I looked at her with a sinking heart. "I do not know how it happened, Mama, but I will try again tomorrow," I said at last, and soon after excused myself and went upstairs to my room. Already I could feel the black cloud of her misery rising to engulf me, but I knew I could not sustain the deception alone. And so, the following afternoon, I plucked up my courage and went round to Lamb's Conduit Street, where I walked up and down until I discovered a door marked "Holborn Spiritualist Society" in faded gold lettering, set into the wall next to a milliner's shop.
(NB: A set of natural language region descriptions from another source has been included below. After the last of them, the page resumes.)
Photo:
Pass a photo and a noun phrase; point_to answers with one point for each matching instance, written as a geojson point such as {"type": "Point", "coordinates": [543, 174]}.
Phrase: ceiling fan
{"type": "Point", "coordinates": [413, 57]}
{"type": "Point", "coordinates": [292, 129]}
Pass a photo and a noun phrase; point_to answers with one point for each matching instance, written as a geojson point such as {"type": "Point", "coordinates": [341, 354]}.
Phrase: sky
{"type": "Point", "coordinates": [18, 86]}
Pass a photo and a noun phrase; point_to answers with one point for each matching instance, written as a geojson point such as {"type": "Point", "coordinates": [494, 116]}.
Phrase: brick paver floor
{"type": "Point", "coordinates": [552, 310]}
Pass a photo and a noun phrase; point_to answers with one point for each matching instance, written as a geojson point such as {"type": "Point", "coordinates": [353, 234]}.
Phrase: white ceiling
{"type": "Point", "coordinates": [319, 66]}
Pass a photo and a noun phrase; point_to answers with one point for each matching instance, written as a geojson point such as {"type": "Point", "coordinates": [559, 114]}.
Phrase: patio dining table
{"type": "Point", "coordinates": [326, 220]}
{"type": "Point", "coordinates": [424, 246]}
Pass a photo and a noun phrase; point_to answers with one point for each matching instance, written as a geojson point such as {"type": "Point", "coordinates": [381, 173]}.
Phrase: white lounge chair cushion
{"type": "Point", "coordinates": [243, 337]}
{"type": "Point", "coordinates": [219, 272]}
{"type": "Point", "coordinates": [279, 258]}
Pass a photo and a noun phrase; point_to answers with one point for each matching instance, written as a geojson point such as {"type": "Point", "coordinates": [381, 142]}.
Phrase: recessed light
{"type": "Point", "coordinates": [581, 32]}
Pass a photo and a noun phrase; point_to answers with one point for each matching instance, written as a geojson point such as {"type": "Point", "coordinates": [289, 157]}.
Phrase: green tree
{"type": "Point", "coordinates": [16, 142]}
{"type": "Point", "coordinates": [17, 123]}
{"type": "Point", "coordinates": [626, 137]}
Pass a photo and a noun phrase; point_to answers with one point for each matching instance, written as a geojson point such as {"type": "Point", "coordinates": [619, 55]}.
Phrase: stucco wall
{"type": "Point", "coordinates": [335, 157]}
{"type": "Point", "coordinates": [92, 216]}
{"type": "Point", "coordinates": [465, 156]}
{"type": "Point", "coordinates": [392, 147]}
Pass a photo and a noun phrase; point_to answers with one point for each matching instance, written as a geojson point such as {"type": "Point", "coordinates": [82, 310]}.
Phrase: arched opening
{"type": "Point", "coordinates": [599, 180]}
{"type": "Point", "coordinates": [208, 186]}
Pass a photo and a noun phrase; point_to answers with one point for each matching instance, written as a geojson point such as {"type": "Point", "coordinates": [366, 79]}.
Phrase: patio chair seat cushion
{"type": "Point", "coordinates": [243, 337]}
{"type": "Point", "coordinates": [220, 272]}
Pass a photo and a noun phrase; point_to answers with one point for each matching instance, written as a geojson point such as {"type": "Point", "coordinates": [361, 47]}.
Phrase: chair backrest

I stood irreso
lute for so long that the milliner came out and, when I said I wished to see Mrs. Veasey, directed me to another house farther down the street. There a maidservant who looked no more than ten asked me to wait, and after a while a stout grey-haired woman, dressed entirely in black, came out to greet me.
"And what might you be wanting, my dear?" she said, in an accent that reminded me a little of Annie's. I began to explain, very hesitantly, about Alma and Mama, whereupon she suggested that we should walk up to the Foundling Hospital, where she liked to sit and watch the children. Something in the way she said it made me wonder if she, too, had lost a child, but when I ventured to ask, she said no, she had never had any. Her husband, a sea captain, had been drowned off the West Indies nearly twenty years ago.
"He still comes to me sometimes," she said. "But spirits can't be commanded, you know."
She sighed and patted my hand; a plain, motherly woman quite unlike my imagination of a spirit medium. As we walked, I told her of Papa's departure, and how he had forbidden us to have anything to do with spiritualism, and by the time we were seated by the statue of the angel, I had resolved to trust her entirely, even as far as my pretence at summoning Alma.
"I know it was wrong to deceive her," I said, "but Mama has been so unhappy for so long, and if only she could be certain that Alma is safe in Heaven, I think she might recover."
"You mustn't reproach yourself, my dear. For all you know, it was your sister's spirit moving you to speak; you might have the true gift and not know it yet."